The Centenary Gentlemen and Ladies are composed of 20 teams representing Centenary College of Louisiana in intercollegiate athletics, including men and women's basketball, cross country, golf, soccer, and swimming. Men's sports include football, baseball and lacrosse. Women's sports include gymnastics, softball, and volleyball. The Gentlemen and Ladies compete in the NCAA Division III and are members of the Southern Collegiate Athletic Conference. Prior to 2011, Centenary was a member of the NCAA Division I, and competed in the Summit League.

Sports sponsored 

Centenary College sponsors nine men's and nine women's team in NCAA sanctioned sports.

Baseball

The Centenary Gentlemen baseball team represents Centenary College. The school's team currently competes in the Southern Collegiate Athletic Conference, which is part of the NCAA Division III. The team plays home games at the Shehee Stadium.

Men's basketball

The Centenary Gentlemen basketball team represents Centenary College. The school's team currently competes in the Southern Collegiate Athletic Conference, which is part of the NCAA Division III. The team plays home games at the Gold Dome.

Women's basketball
The Centenary Ladies basketball team represents Centenary College.
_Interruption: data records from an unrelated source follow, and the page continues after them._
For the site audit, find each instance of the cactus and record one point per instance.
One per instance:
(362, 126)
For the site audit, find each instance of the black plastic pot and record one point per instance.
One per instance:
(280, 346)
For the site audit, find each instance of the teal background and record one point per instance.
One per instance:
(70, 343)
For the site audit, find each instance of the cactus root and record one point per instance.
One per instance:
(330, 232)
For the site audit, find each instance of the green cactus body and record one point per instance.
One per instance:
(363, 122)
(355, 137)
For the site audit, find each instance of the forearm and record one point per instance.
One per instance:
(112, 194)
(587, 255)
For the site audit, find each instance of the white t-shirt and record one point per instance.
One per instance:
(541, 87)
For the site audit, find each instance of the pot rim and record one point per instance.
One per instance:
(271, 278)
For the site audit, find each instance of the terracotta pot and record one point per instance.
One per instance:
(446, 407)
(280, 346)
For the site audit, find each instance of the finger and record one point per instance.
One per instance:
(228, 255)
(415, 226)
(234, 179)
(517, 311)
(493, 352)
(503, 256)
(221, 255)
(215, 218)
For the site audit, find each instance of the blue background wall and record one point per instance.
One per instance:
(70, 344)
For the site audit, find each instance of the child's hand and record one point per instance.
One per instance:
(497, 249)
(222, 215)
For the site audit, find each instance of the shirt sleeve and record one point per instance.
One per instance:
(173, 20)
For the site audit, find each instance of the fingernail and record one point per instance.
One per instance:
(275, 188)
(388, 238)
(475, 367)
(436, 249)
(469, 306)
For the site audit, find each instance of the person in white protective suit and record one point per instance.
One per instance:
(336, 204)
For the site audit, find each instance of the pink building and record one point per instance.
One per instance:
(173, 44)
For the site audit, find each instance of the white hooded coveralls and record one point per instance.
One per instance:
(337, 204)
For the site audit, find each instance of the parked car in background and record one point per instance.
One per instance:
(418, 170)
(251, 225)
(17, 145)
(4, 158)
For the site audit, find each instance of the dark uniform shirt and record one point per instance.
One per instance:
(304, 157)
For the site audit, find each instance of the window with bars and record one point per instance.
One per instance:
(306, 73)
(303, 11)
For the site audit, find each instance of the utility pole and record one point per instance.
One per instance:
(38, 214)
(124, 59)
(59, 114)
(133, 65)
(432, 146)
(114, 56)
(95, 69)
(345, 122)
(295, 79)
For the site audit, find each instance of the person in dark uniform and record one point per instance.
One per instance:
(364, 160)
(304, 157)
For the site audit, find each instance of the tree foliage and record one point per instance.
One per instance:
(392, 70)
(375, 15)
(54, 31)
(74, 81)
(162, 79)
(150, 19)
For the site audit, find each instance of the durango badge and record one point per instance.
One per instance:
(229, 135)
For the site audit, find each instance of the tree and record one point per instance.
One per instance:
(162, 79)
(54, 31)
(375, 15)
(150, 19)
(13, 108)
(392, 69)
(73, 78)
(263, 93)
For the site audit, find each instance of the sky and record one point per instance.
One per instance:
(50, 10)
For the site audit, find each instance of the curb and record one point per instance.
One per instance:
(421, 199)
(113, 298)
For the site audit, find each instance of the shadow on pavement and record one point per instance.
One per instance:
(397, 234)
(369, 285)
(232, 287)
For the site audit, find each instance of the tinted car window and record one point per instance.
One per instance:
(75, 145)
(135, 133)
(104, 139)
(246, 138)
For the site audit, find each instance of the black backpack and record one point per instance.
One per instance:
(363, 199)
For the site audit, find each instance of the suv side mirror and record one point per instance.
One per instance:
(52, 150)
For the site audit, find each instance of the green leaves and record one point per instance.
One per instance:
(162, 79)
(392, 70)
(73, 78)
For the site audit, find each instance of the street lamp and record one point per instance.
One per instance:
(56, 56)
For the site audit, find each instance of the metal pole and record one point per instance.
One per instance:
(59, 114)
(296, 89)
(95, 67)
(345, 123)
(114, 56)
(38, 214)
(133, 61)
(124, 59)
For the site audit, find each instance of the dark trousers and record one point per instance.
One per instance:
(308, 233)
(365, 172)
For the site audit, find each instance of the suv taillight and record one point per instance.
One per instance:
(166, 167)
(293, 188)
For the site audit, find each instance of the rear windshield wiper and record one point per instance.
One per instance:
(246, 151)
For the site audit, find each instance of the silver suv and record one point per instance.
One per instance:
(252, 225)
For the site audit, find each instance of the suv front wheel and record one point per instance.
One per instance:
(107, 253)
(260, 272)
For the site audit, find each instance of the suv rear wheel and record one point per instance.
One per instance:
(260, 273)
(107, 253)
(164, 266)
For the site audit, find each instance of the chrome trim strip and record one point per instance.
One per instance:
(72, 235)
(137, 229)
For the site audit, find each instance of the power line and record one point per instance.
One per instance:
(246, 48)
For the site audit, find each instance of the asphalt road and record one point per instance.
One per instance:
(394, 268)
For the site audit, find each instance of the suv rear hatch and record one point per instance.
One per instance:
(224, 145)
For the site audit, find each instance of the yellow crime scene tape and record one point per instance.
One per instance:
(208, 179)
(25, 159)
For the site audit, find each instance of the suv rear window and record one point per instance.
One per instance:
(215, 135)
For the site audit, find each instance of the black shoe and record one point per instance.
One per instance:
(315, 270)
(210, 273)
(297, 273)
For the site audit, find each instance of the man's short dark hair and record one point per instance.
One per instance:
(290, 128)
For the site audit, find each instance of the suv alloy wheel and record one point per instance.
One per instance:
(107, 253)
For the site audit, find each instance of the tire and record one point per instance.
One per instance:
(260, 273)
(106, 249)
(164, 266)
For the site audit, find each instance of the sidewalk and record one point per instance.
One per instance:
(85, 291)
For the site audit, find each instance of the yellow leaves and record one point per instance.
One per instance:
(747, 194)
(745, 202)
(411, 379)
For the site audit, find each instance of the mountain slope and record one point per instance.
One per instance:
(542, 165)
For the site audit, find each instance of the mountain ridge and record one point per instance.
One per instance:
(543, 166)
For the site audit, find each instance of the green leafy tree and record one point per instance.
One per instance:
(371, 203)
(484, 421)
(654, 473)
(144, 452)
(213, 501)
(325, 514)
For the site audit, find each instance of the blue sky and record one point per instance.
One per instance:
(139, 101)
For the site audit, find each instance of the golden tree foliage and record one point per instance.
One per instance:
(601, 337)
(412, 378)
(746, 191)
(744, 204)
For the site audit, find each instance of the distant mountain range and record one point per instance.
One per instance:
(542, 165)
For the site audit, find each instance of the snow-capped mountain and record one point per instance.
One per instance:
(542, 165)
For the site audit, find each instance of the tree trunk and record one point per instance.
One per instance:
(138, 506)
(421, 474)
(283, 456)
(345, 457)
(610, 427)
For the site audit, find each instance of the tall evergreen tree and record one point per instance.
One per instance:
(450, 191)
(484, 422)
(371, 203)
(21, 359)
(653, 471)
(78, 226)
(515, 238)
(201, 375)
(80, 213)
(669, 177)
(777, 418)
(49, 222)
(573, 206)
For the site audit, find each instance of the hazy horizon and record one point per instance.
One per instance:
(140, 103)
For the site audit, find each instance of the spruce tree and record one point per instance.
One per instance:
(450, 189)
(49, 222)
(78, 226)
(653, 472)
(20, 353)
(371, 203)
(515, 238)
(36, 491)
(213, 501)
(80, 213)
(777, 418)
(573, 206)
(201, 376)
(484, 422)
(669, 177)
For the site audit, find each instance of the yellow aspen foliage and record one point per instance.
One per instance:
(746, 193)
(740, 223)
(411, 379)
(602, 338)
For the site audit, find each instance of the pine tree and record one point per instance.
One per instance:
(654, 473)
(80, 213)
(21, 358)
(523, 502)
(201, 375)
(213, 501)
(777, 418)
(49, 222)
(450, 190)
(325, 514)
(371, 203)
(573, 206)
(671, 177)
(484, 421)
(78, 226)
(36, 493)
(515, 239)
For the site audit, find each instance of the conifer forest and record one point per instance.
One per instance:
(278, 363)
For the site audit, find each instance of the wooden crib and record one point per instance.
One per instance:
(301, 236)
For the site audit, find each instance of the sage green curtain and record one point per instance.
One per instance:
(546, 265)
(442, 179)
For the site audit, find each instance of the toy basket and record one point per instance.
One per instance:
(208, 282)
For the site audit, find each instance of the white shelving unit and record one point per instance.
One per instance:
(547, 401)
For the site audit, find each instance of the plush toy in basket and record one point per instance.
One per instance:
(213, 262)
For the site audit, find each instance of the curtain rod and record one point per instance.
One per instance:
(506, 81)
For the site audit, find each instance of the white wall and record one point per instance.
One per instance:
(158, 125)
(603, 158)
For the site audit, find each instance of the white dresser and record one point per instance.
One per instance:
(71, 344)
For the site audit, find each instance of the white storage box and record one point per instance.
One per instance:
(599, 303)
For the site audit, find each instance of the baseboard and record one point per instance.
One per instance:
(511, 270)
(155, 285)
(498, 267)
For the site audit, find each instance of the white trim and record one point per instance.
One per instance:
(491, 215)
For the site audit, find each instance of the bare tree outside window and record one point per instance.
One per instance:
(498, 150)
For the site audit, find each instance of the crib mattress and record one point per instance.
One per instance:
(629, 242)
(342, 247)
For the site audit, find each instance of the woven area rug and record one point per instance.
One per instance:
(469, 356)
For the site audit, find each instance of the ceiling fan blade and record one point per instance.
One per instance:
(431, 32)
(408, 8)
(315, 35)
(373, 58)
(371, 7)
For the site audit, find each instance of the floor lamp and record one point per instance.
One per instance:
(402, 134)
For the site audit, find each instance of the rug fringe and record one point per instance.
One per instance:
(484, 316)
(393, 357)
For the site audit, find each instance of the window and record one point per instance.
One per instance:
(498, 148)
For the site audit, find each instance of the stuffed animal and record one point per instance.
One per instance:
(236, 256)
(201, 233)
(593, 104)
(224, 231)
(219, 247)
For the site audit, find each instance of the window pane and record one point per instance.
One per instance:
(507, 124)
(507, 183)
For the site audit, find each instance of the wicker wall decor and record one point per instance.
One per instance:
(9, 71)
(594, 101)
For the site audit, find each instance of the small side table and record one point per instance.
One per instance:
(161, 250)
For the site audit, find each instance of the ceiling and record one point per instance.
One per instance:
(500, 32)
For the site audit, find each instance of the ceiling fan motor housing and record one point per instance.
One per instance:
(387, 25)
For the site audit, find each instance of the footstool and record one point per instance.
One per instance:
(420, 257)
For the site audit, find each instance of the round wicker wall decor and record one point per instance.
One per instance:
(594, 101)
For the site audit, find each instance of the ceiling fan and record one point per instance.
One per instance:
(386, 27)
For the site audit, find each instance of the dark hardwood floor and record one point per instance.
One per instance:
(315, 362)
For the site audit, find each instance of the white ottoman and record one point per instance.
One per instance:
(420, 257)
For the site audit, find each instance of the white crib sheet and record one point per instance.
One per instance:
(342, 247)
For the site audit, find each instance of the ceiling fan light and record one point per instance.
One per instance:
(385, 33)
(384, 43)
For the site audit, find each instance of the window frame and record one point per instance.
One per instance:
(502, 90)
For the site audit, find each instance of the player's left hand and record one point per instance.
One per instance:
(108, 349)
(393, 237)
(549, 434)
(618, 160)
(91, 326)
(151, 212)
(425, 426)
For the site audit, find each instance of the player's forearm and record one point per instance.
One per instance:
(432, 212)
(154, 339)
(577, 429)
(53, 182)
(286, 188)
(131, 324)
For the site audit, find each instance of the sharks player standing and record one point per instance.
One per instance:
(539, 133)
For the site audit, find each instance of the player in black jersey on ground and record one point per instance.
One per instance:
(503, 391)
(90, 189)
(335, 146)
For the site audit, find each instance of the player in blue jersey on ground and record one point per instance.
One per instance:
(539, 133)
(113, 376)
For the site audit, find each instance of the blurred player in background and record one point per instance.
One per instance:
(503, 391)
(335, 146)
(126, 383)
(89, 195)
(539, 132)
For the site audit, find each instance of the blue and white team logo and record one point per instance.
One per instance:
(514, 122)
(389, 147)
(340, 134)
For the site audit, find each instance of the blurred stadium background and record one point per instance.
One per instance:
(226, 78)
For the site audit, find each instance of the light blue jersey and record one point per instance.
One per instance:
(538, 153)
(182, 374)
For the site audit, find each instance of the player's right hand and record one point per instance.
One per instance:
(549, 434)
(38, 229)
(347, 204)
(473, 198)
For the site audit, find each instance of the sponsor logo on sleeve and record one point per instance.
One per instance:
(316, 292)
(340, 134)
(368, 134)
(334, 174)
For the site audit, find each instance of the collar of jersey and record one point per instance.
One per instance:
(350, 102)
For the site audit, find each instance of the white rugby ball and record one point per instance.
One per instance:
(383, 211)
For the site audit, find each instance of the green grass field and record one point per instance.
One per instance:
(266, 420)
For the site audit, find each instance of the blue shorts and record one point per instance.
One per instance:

The school's team currently competes in the Southern Collegiate Athletic Conference, which is part of the NCAA Division III. The team plays home games at the Gold Dome.

Gymnastics
Gymnastics competes in Division I as a member of the Midwest Independent Conference.

Football

Centenary College of Louisiana had previously fielded a football team from 1909 to 1941. On November 10, 2021, the college announced that it would be reviving its football team starting in Fall 2024.